Unexpected Blooms – Azalea & Cereus

Posted by Edison Ford Winter Estates On July 15th

Strange things are afoot at the Edison & Ford Winter Estates this week!  Our azalea is blooming! Normally azaleas (Rhododendron spp.) bloom a few weeks after temperatures drop below 50°F and then warm up.  The Estates’ azalea has a of couple blooms that apparently didn’t read the book!

In addition, a few of our night-blooming cereus (Hylocereus undatus) had blooms that were still open at 10 a.m on Tuesday.  This is the first and only time this year we’ve noticed them open during the day. 

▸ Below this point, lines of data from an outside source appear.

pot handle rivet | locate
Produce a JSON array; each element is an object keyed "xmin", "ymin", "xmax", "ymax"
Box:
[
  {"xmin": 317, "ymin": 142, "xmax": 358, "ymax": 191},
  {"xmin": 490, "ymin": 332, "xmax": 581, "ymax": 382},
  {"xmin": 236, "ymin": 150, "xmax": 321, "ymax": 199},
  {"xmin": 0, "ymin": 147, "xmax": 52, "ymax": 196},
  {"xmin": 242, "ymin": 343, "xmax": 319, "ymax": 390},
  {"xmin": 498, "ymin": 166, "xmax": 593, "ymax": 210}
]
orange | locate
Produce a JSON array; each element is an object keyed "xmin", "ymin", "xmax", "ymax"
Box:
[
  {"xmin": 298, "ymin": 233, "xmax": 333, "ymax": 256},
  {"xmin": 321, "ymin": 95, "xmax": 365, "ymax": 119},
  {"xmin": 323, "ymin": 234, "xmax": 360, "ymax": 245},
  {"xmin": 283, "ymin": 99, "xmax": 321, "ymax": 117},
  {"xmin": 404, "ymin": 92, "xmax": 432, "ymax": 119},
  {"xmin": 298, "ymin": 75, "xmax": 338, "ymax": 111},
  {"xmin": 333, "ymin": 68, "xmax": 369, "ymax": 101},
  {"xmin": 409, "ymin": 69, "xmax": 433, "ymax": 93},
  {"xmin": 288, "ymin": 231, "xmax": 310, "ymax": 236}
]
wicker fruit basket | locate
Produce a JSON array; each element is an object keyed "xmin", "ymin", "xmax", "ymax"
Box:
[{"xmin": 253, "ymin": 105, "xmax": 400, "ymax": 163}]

If you would like to view them, the azalea is under an oak in the picnic area near the Banyan Café and the cereus plants are growing on various cabbage palms (Sabal palmetto) within the Ford Estate. We can’t promise that the cereus will be blooming, but you may get lucky if you visit early in the day.

Name That Plant III ANSWER: Strawberry Tree

Posted by Edison Ford Winter Estates On June 28th

by Britta Soderqvist, Plant Curator

Last week we asked you to identify this plant:

Today, we have the answer for you –

Strawberry Tree or Jamaica Cherry, Muntingia calabura

This is a perfect tree for a lazy gardener!  Do you enjoy sweet, home-grown fruit like strawberries but don’t like all that bending and stooping to plant, weed and harvest?  The strawberry tree produces copious amounts of small, sweet fruits at least twice a year, all at knee level or higher.  Don’t like to spend the money and effort fertilizing and watering your garden?  This tree grows well in poor soils and is even used to help revegetate disturbed and eroded soils in some parts of the world.  Once established, the strawberry tree shouldn’t require any extra watering except in prolonged droughts.

The strawberry tree (named for the flower that resembles the strawberry plant) may grow up to 40 feet, but the fruits will easily fall to the ground when the tree is shaken.  Although not native to Florida, it is native to the tropical Americas and will do well in areas that do not freeze often (Zones 10-11).  If you live in a colder climate, plants grown in pots should still produce fruits.  Although it is reported that wildlife will eat the fruits, there are plenty of ripe fruits underneath the Edison & Ford Winter Estates trees, suggesting that our local birds don’t care for them.  The large tree at the Estates (across the paved road from our Banyan Café) was planted in 2006 and is approximately 15 feet tall now.  The Estates Garden Shoppe sells strawberry trees for $10-$15 depending on the size of the plant.

Plant Spotlight: "Buttered Popcorn" Tree

Posted by Edison Ford Winter Estates On June 9th

by Britta Soderqvist, Estates Plant Curator

There is a tree at the Edison & Ford Winter Estates whose small white flowers smell like buttered popcorn!  It just started blooming in late May.  The plant’s name is False Rubberwood (Mascarenhasia arborescens) although the common name is not really used much.  We typically refer to it as the “buttered popcorn tree”.  It grows to about 20 feet high and although the online resources say it prefers full sun, ours is growing in partial shade.  The False Rubberwood is native to tropical regions of Africa and requires a moderate amount of water . 

Visitors can smell the flowers on the tree that is next to the kapok tree behind the Banyan Café.  It’s fairly difficult to find these in Florida but the Estates Garden Shoppe has a few of these trees for sale in pots.